On the highest peak, about 800 ft above the plain and 1800 ft above sea-level, stands the fortress of Asirgarh, commanding a pass which has for centuries been the chief highway between Upper India and the Deccan.
How did Nimar Cuisine Evolve?
Due to Mughal rule for a long time, the cuisine of the part of Madhya Pradesh is greatly enriched from the flavours of the Mughal cuisine and many dishes as a part of this cuisine have attributes of the Mughal rule including biryani.
The delicious food that forms a part of Nimar cuisine reflects the rich culture that is pursued by the people of this region even today.
Significant Dishes of Nimar Cuisine
Jowar ki roti and amadi ki bhaji (Sorghum chapati with spicy curry of Roselle plant leaves) is an old culinary delight of Nimar. It was very favourite in Nimar region but due to very little production of Roselle plant, now very rare.
Kusli – Kusli is a delicious sweet dish that is prepared in whole of Madhya Pradesh. It is like cookies of wheat flour stuffed with sweet stuffing of dry fruits and other ingredients. The main ingredients you need for making kusli are wheat flour, almond powder, semolina, powdered sugar or khand, grated dried coconuts, cardamom powder and oil.
Palak Puri – Puri or poori is an Indian flat bread prepared from wheat flour dough that is mixed with finely chopped spinach. This dough is rolled int a flatbread that is deep fried. It is best tasted with chutney, pickle and Aloo curry.
Dal baati is the main dish of Nimar region. In rural areas, this dish is prepared every third or fourth day, and in the urban areas, it is usually prepared on Sundays. Pure Desi ghee is used in abundance for this dish.

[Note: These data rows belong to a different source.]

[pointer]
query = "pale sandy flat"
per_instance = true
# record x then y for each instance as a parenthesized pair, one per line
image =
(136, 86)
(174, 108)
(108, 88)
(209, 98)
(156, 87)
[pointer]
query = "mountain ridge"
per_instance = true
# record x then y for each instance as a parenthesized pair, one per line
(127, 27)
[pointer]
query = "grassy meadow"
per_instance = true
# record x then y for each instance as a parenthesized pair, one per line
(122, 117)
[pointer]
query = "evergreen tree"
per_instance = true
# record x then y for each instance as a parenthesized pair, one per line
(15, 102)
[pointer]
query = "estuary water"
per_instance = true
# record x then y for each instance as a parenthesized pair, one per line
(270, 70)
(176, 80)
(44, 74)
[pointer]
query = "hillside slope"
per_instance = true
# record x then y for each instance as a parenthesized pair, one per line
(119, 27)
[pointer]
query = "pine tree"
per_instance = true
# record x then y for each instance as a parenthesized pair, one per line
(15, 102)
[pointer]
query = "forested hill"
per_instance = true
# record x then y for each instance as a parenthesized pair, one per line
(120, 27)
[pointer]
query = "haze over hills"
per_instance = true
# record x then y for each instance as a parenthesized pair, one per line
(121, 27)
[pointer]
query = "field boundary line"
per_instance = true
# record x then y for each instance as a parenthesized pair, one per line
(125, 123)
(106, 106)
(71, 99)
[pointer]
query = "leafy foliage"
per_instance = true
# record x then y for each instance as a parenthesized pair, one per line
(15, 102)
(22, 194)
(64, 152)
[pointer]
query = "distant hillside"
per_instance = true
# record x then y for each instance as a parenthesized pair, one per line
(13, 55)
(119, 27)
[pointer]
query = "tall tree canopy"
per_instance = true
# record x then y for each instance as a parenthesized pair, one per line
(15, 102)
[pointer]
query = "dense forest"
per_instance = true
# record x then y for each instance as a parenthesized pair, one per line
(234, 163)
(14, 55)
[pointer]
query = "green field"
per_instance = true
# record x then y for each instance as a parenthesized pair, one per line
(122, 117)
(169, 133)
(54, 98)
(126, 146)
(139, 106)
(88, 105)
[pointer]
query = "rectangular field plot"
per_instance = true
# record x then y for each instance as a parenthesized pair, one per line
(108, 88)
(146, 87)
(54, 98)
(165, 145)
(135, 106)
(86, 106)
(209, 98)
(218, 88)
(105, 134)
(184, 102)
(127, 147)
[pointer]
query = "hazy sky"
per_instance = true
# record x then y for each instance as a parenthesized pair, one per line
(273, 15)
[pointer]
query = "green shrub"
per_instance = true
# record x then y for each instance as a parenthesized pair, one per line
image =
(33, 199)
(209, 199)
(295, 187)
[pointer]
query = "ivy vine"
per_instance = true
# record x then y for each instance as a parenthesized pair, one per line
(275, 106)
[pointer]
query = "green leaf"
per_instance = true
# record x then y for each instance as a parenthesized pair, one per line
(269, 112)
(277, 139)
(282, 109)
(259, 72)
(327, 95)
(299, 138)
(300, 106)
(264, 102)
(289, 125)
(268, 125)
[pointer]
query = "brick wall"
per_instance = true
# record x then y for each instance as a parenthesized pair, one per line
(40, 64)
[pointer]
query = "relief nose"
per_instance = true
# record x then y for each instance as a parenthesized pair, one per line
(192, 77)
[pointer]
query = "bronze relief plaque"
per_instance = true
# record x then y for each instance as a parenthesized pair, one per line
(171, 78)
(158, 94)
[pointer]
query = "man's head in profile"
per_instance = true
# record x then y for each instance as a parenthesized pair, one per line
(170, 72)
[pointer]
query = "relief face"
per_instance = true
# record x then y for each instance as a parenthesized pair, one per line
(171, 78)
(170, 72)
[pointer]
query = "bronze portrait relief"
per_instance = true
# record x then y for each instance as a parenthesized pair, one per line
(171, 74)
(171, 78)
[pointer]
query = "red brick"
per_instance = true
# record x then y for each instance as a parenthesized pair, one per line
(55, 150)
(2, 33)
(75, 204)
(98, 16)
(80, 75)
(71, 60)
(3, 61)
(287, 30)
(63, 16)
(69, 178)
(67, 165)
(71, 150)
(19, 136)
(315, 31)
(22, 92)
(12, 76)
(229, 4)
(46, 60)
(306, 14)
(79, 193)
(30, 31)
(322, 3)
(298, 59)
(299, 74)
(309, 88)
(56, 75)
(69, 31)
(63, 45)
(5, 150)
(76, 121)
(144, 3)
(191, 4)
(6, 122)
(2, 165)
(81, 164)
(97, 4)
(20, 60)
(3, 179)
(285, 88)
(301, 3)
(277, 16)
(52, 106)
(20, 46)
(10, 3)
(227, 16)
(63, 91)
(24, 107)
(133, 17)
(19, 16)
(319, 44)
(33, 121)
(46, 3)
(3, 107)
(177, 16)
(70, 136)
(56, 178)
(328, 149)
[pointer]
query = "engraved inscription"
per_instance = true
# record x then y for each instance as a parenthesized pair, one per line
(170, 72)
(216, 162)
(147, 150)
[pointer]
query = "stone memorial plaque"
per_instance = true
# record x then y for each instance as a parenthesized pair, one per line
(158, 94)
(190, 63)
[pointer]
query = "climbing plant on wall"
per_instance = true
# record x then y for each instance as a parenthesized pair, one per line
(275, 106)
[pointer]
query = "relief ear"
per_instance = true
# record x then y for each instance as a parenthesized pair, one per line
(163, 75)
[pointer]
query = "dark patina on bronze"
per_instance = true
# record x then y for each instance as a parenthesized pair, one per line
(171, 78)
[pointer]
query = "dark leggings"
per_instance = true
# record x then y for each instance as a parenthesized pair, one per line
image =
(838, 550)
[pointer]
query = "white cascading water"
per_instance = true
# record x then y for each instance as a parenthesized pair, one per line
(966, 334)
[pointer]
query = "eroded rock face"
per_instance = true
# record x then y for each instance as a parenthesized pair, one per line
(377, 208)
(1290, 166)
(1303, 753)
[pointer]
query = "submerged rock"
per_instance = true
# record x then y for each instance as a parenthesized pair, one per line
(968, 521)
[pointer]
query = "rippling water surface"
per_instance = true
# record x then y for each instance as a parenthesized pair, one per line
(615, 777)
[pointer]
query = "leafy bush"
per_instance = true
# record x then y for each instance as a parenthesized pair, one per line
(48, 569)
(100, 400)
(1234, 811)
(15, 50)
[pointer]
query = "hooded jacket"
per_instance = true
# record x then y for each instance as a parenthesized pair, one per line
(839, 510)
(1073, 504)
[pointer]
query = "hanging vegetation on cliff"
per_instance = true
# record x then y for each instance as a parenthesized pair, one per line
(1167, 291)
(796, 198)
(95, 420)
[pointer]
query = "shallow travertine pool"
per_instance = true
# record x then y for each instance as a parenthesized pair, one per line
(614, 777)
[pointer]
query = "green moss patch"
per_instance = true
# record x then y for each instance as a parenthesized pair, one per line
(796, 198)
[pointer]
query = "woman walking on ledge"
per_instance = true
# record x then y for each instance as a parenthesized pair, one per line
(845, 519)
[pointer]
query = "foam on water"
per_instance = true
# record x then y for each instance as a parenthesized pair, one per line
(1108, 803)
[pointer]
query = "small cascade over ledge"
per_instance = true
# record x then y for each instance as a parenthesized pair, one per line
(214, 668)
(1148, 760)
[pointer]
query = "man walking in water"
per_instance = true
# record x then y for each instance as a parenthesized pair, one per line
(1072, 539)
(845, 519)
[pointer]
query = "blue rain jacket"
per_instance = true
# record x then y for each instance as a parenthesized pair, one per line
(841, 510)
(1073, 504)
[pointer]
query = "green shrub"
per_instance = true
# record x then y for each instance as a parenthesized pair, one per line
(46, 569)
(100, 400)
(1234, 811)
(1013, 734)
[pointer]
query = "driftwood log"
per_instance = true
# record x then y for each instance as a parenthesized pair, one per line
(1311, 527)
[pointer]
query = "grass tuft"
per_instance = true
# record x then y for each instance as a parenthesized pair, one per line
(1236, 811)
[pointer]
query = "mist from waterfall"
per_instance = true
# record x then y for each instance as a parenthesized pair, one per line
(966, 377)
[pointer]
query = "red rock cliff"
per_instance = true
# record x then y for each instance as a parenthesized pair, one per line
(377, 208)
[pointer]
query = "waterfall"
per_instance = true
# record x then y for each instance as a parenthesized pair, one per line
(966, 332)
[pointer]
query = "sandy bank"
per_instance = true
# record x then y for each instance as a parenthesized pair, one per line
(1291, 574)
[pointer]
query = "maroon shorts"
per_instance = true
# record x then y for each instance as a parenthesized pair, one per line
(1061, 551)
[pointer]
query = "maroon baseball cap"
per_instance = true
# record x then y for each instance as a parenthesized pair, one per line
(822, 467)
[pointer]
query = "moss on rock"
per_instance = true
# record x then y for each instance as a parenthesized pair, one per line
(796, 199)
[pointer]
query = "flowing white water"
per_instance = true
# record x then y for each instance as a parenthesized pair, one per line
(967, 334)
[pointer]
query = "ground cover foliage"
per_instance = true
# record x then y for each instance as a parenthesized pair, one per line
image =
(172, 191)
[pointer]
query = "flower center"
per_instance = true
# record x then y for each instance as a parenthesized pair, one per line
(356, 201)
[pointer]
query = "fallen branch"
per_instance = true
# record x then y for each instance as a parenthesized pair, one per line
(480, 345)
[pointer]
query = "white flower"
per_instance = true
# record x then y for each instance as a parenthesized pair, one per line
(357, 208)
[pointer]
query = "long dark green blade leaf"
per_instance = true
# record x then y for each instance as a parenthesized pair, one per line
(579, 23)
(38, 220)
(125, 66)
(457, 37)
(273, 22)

Daraba seems to have got its name while served in the Mughal court of Burhanpur and from ‘darbar’, the name ‘daraba’ was derived.
Lavang Lata – Lavang lata is another sweet dish from Nimar cuisine that is famous in Madhya Pradesh. For outer covering, wheat flour is used and it is stuffed with a mixture of dry fruits, grated coconut, raisins and spices like cardamom and cloves and then it is fried. After frying, it is dipped in two string sugar syrup.
Mewabati is made the same way as jalebi, the batter here is made with mawa or khoya, mixed with bit of arrowroot (starch extracted from root stock) and deep fried in very hot oil. The resultant is a dark brown thick jalebi that is shaped like a regular jalebi but tastes more like a gulab jamun.
Dal Kachori – Kachoris are made with ground dal that is sautéed with spices and filled into a shell made with maida and baking powder. These are then deep-fried.
Dal Bafla – Similar to Dal Bati, these ghee laden dough balls are first boiled and then baked before being crumbled and topped with dal. This delight tastes best when paired with desi ghee.